Cantet se prononce ici clairement, selon lui la pensée politique n’est pas innée, elle a tout de construite. Il faut une pulsion en soi pour s’y affilier, mais aussi une filiation, une éducation. Les luttes se nourrissent des volontés, quelles qu’elles soient, et l’extrémisme des haines. Mais pour ce qui est de la haine, il laisse une distance, comme si la pulsion seule pouvait suffire, ou que les raisons intimes d’un individu à ressentir de telles choses, il ne pouvait les filmer.

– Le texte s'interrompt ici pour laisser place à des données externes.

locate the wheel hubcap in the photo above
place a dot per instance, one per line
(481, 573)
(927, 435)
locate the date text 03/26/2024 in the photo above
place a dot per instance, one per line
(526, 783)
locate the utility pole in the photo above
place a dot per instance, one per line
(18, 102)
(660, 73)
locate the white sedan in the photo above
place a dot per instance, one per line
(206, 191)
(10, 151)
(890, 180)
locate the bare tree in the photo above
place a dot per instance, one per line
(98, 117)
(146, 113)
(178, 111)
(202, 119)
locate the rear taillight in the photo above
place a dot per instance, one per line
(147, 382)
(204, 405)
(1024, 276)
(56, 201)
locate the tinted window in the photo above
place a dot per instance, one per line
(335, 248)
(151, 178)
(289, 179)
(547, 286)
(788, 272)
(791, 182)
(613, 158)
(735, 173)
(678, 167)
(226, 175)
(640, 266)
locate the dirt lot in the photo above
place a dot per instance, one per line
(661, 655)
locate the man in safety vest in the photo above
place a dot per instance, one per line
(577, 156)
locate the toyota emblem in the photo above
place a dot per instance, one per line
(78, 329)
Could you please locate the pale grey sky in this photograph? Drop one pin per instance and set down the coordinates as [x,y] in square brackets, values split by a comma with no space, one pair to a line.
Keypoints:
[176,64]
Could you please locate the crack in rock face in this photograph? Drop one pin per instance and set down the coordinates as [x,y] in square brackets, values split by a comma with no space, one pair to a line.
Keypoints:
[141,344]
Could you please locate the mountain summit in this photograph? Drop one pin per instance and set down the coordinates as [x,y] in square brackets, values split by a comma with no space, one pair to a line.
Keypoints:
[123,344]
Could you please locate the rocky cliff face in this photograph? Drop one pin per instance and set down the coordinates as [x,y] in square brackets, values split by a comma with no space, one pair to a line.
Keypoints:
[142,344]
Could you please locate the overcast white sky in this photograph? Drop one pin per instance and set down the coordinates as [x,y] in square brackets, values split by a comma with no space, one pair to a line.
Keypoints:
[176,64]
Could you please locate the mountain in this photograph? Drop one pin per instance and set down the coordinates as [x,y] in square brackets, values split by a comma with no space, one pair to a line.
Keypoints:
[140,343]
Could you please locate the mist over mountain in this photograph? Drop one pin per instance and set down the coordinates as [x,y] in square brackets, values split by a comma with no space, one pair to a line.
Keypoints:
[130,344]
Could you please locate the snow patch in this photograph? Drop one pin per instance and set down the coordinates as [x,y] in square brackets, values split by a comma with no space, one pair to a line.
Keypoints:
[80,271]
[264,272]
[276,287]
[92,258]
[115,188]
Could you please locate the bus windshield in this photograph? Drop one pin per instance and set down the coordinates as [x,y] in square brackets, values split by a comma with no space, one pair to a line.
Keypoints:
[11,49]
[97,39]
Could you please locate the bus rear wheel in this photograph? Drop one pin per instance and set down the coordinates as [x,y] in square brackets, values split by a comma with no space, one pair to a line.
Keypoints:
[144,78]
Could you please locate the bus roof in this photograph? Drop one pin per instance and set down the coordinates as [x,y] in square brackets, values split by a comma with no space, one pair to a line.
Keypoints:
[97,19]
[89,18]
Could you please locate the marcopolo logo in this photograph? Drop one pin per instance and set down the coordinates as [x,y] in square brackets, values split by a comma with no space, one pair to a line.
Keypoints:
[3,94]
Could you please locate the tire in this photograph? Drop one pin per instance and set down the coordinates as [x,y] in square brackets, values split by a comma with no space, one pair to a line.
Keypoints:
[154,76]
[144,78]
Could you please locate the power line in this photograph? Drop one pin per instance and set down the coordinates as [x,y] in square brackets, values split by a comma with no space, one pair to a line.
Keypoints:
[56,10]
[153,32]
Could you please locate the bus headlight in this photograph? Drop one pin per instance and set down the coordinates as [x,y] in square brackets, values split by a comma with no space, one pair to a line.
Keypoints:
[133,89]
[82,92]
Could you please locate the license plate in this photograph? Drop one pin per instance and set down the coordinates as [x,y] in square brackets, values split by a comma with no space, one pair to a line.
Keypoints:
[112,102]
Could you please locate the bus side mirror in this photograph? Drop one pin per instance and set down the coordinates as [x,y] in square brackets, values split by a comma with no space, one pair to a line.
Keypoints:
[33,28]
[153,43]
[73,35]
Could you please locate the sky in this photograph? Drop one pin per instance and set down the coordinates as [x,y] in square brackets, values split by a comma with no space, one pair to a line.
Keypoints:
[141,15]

JunkieBanane lui attribue la note de :
En bref
Laurent Cantet, explore une nouvelle fois la difficulté qu’a la jeunesse à trouver son chemin. Dans cette histoire d’atelier d’écriture à La Ciotat, qui oppose une écrivain parisienne à des jeunes en insertion, loin de se répéter, il sait se renouveler et nous surprendre. Et c’est avec beaucoup de finesse qui réalise cérébral et viscéral.